O relógio avança, impiedoso. Encurta o tempo útil que a vida conhece. Cada segundo que passa, mesmo os muitos segundos que nem sequer se dá conta que foram esvaídos, é matéria inerte emoldurada num retrato dos tempos idos. Apenas nostalgia, naqueles dias em que a revisitação do passado entrega o presente nos braços da letargia. A consciência de que o tempo definha, inexorável.
Ao mesmo tempo, a urgência em chegar mais cedo às rotinas. Uns minutos mais cedo, fosse a poupança de tempo legar um balão de oxigénio que prolonga o tempo útil da existência. E, contudo, a perplexidade vagueia com uma interrogação lancinante: apressar os ritmos será chegar mais cedo também ao destino final, num encadeamento acelerado que traz o desfecho extemporâneo? Os olhos são a imagem da voragem dos sentidos, devoram a informação que plana em cima da cabeça, as artes que se entregam no regaço, as sensações inexprimíveis que os sentimentos nutridos por outros acalentam. Há, na pressa de viver, a urgência em morrer?
Por vezes, a inquietação de sentir que a urgência do modo não é elixir. Os passos apressados, o encurtamento dos minutos, a catadupa de coisas agendadas – tudo arroteia o agreste terreno para depois perceber que muito mais há-de ficar por ver, por fazer, por dizer. Então a angústia nomeia uma larga avenida no labirinto das emoções. Uma confluência de sentimentos ambíguos – doce e amargo, a cor e o negro embaciado que tolda a imagem, tudo o mais no seu profundo contraste. Sucessão de passos acelerados e de quedas em profundos precipícios, tão profundos que o corpo parece planar na imensidão do vazio, sem lugar para a queda amortecer.
Tudo se passa no interior de um pesadelo. Enquanto o corpo se debate na vertiginosa queda, o tempo parece ter parado. Desfilam as imagens nevrálgicas do passado, os momentos que compensa relembrar e aqueles que a memória quer cegar. Toda uma experiência de vida compulsada nos escassos momentos do mergulho no precipício. O corpo nunca chega a estatelar-se. O sonho termina antes, mesmo antes do chão ameaçador se fazer campa voraz.
Ao despertar, o sabor ácido do arrependimento. Do muito que não foi feito e de como o tempo já não regressa para resgatar. Do que ficou imortalizado no lugar das memórias não pode haver lugar ao arrependimento. Mesmo que, num esforço maior, recuse olhar para trás do ombro, destapando os fartos cobertores que sedimentam tempos idos, o desconforto ao saber que os ponteiros do relógio anunciam a contagem decrescente.
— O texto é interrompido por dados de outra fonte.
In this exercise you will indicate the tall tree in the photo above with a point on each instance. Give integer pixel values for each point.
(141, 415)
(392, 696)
Em vez da tranquila contagem do tempo, sem pressa para degustar a vida como ela é, a urgência do modo. A pressa de viver com receio que ao chegar ao terminal tanto tenha ficado por conhecer. Lá, onde o tempo se compacta para extrair toda a sumarenta existência, sobra a angústia do que parece cedo traga o entardecer das coisas.
O grande paradoxo. Desorientado na encruzilhada fatal. Ora cedo, ora com a perturbante sensação de que já é tarde, ou que a chegada se fez fora do tempo. Os lamentos são apenas choros inconsequentes pelo tempo que não volta a acontecer. Módicos fragmentos dos episódios esparsos, um atrás de outro ceifando os arbustos desalinhados que estorvam a passagem. No calor tórrido do sol no pino do Verão, faúlhas de incêndios que consomem o arvoredo vomitadas das distantes labaredas, poisando no cabelo, cortando a respiração. E o calor abrasador que destila o suor – o suor de quem vive em correria, querendo chegar cedo aos lugares onde só tarde se arriba.
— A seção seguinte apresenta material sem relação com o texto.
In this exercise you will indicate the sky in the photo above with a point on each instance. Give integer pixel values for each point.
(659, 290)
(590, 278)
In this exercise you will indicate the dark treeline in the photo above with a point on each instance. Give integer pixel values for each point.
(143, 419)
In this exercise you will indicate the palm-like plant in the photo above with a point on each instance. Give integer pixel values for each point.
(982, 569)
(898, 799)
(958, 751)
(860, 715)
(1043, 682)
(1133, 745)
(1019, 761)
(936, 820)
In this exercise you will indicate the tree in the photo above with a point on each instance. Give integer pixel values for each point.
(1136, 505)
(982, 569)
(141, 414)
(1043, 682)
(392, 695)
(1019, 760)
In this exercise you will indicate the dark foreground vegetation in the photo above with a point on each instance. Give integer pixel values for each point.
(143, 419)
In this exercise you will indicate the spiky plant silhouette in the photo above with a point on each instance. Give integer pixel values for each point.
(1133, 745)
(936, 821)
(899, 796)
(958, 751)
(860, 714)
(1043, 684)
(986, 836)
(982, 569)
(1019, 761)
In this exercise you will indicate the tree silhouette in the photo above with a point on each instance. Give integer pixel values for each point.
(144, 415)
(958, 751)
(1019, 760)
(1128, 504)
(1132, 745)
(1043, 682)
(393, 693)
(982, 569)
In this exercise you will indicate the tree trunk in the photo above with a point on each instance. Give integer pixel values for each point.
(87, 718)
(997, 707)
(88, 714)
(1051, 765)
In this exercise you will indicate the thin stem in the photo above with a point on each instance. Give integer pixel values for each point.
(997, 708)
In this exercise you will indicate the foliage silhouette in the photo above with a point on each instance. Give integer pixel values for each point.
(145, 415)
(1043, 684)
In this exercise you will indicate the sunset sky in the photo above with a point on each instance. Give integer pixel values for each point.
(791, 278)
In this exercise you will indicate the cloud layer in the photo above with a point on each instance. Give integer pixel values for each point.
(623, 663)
Esse calor dos sentidos tolda o discernimento. É a febre de viver apressadamente que desfaz a tranquilidade, como navio à deriva levado pelo mar tempestuoso contra as rochas que escondem a praia. Fica a dor do embate nas rochas, o rescaldo da urgência do tempo que esquece que só os ponteiros do relógio ditam a sua marcha, não os simulacros que intuem a aceleração do tempo sem perceber que o pavio assim se encurta. Fica uma intensa dor, como se na boca eclodisse uma pedra incandescente: a urgência de cedo chegar imprime a antecipação do final que se anseia sempre adiado. Cedo, ou a sombra do tardio ocaso.